PS > $ServerObj = New-Object Microsoft.SqlServer.Management.Smo.Server("WSNAVELY1-SH21Q")
PS > $ServerObj.SetDefaultInitFields([Microsoft.SqlServer.Management.Smo.AvailabilityGroup], $true)
PS > $ServerObj.SetDefaultInitFields([Microsoft.SqlServer.Management.Smo.AvailabilityReplica], $true)

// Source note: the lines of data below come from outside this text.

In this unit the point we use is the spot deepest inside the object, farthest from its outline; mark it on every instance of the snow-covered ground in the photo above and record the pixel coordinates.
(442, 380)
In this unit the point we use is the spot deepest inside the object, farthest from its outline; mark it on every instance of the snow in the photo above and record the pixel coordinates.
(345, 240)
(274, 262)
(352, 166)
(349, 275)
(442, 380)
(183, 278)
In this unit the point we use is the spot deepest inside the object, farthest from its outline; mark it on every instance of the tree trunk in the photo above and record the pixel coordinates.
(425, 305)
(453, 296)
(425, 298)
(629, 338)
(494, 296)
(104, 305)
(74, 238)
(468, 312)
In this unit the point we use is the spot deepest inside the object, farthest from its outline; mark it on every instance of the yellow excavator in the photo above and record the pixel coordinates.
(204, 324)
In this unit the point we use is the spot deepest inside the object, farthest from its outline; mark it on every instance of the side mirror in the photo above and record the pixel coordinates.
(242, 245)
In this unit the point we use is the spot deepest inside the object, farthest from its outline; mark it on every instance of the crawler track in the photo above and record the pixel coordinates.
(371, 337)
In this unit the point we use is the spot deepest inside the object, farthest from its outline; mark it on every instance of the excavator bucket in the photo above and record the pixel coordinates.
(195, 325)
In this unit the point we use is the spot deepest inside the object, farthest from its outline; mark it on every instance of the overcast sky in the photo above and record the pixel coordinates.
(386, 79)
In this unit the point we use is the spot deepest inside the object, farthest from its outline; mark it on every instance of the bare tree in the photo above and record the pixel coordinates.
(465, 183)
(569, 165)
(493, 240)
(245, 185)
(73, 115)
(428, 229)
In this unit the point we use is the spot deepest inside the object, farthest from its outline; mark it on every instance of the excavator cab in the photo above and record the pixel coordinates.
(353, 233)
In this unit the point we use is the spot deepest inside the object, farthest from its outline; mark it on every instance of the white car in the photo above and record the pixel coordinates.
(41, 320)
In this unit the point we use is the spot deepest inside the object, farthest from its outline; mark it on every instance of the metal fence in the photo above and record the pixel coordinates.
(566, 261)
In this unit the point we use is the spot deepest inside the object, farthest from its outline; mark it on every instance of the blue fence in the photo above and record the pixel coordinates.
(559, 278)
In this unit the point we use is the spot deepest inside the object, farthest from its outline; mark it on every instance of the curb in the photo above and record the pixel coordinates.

PS > $ServerObj.SetDefaultInitFields([Microsoft.SqlServer.Management.Smo.DatabaseReplicaState], $true)
PS > Measure-Command { $ag.DatabaseReplicaStates | Test-SqlDatabaseReplicaState -NoRefresh }
Days : 0
Hours : 0
Minutes : 0
Seconds : 7
Milliseconds : 317

This time the evaluation took about 7 seconds, much faster. The primary difference here is the number of queries issued. The first example issues a query for each database, while the second example issues a single query that fetches all the required data.

We've now covered most of the advanced usage scenarios for these cmdlets. In Part 3 we will combine what we've learned into a simple script.